I wrote a couple of blogs last week anticipating the Ukrainian presidential election.  The first, Ukrainian election: best and worst outcomes noted that the best possible outcome of the election would be that: "the elections are recognised by the OSCE/ODIHR observer mission as being to a good standard; both sides accept the outcome; and the winner takes over as president.  Countries around the world congratulate Ukraine on another exemplary election and transfer of power, consolidating Ukraine's democratic credentials and strengthening the case for intensifying relations with the EU."   I suggested that this was "the likeliest course of events".   I also noted various other outcomes, including - by way of the worst possible result - rumours going round that one side or the other planned to incite violence on the streets of Kyiv in the event that things didn't go the way they hoped.
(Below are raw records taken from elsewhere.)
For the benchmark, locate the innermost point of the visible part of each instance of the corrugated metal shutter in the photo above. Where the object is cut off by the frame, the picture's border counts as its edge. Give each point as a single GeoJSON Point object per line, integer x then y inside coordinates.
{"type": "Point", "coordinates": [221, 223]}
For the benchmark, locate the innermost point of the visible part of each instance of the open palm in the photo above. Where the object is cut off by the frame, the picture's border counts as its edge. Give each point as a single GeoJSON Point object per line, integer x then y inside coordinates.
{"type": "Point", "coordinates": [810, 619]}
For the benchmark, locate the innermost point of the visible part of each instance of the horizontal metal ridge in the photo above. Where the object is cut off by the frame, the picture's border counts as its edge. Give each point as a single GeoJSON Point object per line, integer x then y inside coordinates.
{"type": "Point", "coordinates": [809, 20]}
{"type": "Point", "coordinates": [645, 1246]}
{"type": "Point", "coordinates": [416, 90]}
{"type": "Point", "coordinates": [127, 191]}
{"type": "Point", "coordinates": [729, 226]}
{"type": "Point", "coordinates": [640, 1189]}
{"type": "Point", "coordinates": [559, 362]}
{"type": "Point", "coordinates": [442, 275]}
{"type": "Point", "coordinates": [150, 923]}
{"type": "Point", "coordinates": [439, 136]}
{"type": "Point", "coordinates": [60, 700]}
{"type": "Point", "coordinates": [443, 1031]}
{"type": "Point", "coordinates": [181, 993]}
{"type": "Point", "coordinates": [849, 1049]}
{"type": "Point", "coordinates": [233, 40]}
Later last week, in More good news about electoral fraud I noted that despite rumours of inevitable massive fraud in last Sunday's presidential elections, some experts were saying that there was fair chance of good quality elections on 7 February.  I hoped this would turn out to be true.

So how have we done?  There's a lot of good news.  There's been no hint of street violence (though I'd still prefer not to see one party or the other positioning groups of stout supporters at strategic points around the city).  The OSCE/ODIHR mission issued a statement on 8 February saying that the electoral process met most OSCE and Council of Europe commitments.  Leaders of the mission deploying phrases like "an impressive display of democratic elections" and "a well-administered and truly competitive election offering voters a clear choice".  And congratulations have been rolling in, including from British Prime Minister Gordon Brown, reported in my blog earlier today.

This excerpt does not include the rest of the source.